A naive way would be using ContourPlot, then extract the contour data. To do this, we need a utility to extract contours like below

ClearAll[extractContourAssoc];
extractContourAssoc[contourPlot_] := Module[{},
   tooltipData = 
    Cases[Normal@contourPlot, Tooltip[x__] -> {x}, Infinity];
   contourValueList = tooltipData[[;; , -1]];
   contourDataList = 
    Table[Cases[i, Line[pts__] -> pts, Infinity], {i, tooltipData}];
   AssociationThread[contourValueList -> contourDataList]];

Then for example

func[x_, y_] := x^2 + y^2;
cplot = ContourPlot[func[x, y] == 1, {x, 0, 3}, {y, 0, 3}];

to extract the contour in cplot , we use

pts = First@First@extractContourAssoc@cplot;

However, the precision is limited, for example, it we substitute back the coordinate of curves.

func @@ # - 1 & /@ pts
(*{-0.0025047, -0.00131712, -0.00137604, -0.00225737, -0.00143394, \
-0.00116087, -0.00113379, -0.00280045, -0.00107967, -0.00161928, \
-0.00143129, -0.000948526, -0.00279327, -0.00140771, -0.000650118, \
-0.000687417, -0.000736281, -0.000528992, -0.00106009, -0.000248064, \
-0.00138826, -0.00156147, -0.000895443, -0.00156147, -0.000757219, \
-0.00138826, -0.000248064, -0.00106009, -0.00126354, -0.000736281, \
-0.00190364, -0.00140771, -0.00034149, -0.000606891, -0.000948526, \
-0.00143129, -0.00161928, -0.00107967, -0.00280045, -0.000860253, \
-0.00113379, -0.00116087, -0.00143394, -0.00225737, -0.00137604, \
-0.00131712, -0.000643397}*)

If the curve is precise enough, then the numbers should all be zero.

Is there a way to get more precise contours?
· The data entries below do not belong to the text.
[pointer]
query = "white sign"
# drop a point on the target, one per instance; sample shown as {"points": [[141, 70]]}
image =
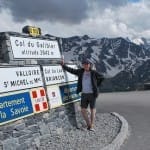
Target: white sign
{"points": [[17, 78], [54, 96], [34, 48], [56, 75]]}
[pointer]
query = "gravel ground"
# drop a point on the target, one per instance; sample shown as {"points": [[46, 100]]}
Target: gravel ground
{"points": [[107, 127]]}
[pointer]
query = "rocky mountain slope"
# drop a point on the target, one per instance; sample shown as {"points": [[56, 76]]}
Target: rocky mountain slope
{"points": [[125, 63]]}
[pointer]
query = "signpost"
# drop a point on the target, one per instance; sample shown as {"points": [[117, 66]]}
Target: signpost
{"points": [[68, 93], [61, 85], [18, 78], [29, 48], [15, 106], [56, 75]]}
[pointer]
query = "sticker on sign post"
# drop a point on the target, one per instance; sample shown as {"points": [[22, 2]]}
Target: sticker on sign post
{"points": [[56, 75], [29, 48], [39, 100], [54, 97], [19, 78], [15, 106]]}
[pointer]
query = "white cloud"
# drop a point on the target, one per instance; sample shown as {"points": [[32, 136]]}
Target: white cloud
{"points": [[127, 20]]}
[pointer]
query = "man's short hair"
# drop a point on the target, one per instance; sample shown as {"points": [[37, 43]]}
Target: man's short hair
{"points": [[86, 61]]}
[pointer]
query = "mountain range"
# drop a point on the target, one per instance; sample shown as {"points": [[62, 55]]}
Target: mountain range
{"points": [[124, 63]]}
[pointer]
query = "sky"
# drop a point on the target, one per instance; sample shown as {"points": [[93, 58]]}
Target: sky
{"points": [[66, 18]]}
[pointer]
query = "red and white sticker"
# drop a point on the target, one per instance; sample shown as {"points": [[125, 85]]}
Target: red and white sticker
{"points": [[39, 100], [54, 97]]}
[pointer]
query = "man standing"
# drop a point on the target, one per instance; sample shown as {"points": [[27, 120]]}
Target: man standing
{"points": [[88, 82]]}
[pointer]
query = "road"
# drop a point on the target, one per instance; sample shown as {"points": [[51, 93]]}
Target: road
{"points": [[135, 108]]}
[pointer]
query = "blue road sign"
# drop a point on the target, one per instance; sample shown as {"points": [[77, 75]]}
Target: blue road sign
{"points": [[13, 107], [68, 93]]}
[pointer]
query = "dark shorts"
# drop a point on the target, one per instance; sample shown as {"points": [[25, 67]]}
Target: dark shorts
{"points": [[88, 99]]}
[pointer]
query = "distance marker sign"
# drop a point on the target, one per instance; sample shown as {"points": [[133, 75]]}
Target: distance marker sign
{"points": [[56, 75], [28, 48], [14, 106], [18, 78]]}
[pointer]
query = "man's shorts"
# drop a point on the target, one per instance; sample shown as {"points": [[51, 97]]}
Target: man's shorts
{"points": [[88, 99]]}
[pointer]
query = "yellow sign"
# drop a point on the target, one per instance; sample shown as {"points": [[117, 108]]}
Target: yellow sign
{"points": [[33, 31]]}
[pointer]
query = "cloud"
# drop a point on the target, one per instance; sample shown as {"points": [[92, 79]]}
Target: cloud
{"points": [[96, 18], [66, 11]]}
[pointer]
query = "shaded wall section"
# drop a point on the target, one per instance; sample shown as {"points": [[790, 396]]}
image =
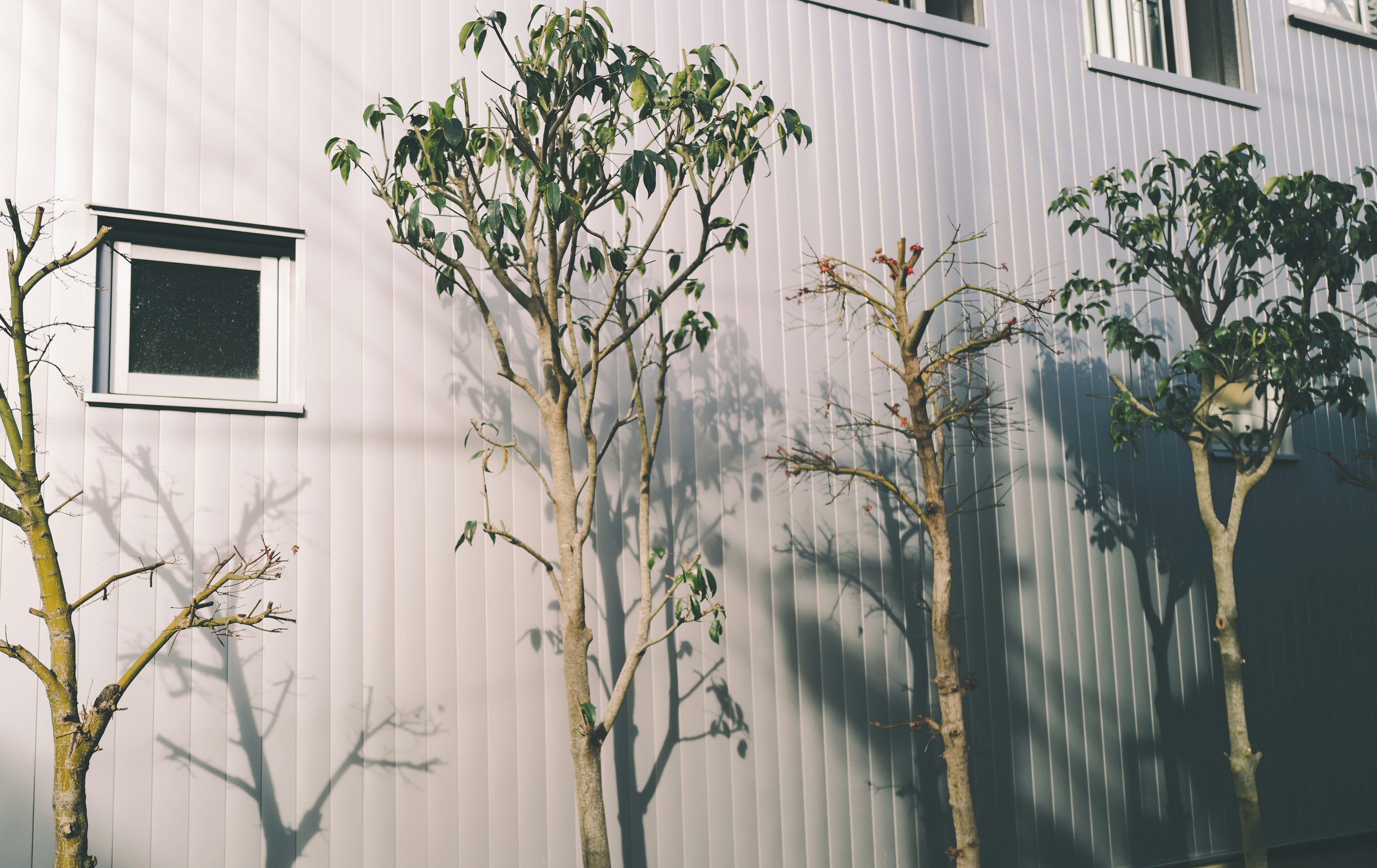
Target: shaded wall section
{"points": [[415, 714]]}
Though there is MaxRecursion option, but it seems that there is no precision control in ContourPlot.


update

Sorry I found I made a mistake about extractContourAssoc. Line[pts__] -> pts should be Line[pts__] :> pts

ClearAll[extractContourAssoc];
extractContourAssoc[contourPlot_] := Module[{},
   tooltipData = 
    Cases[Normal@contourPlot, Tooltip[x__] -> {x}, Infinity];
   contourValueList = tooltipData[[;; , -1]];
   contourDataList = 
    Table[Cases[i, Line[pts__] :> pts, Infinity], {i, tooltipData}];
   AssociationThread[contourValueList -> contourDataList]];

And MaxRecursion actually works. For example, Set MaxRecursion->10 will have precision roughly about 5x10^-6. So the problem is solved.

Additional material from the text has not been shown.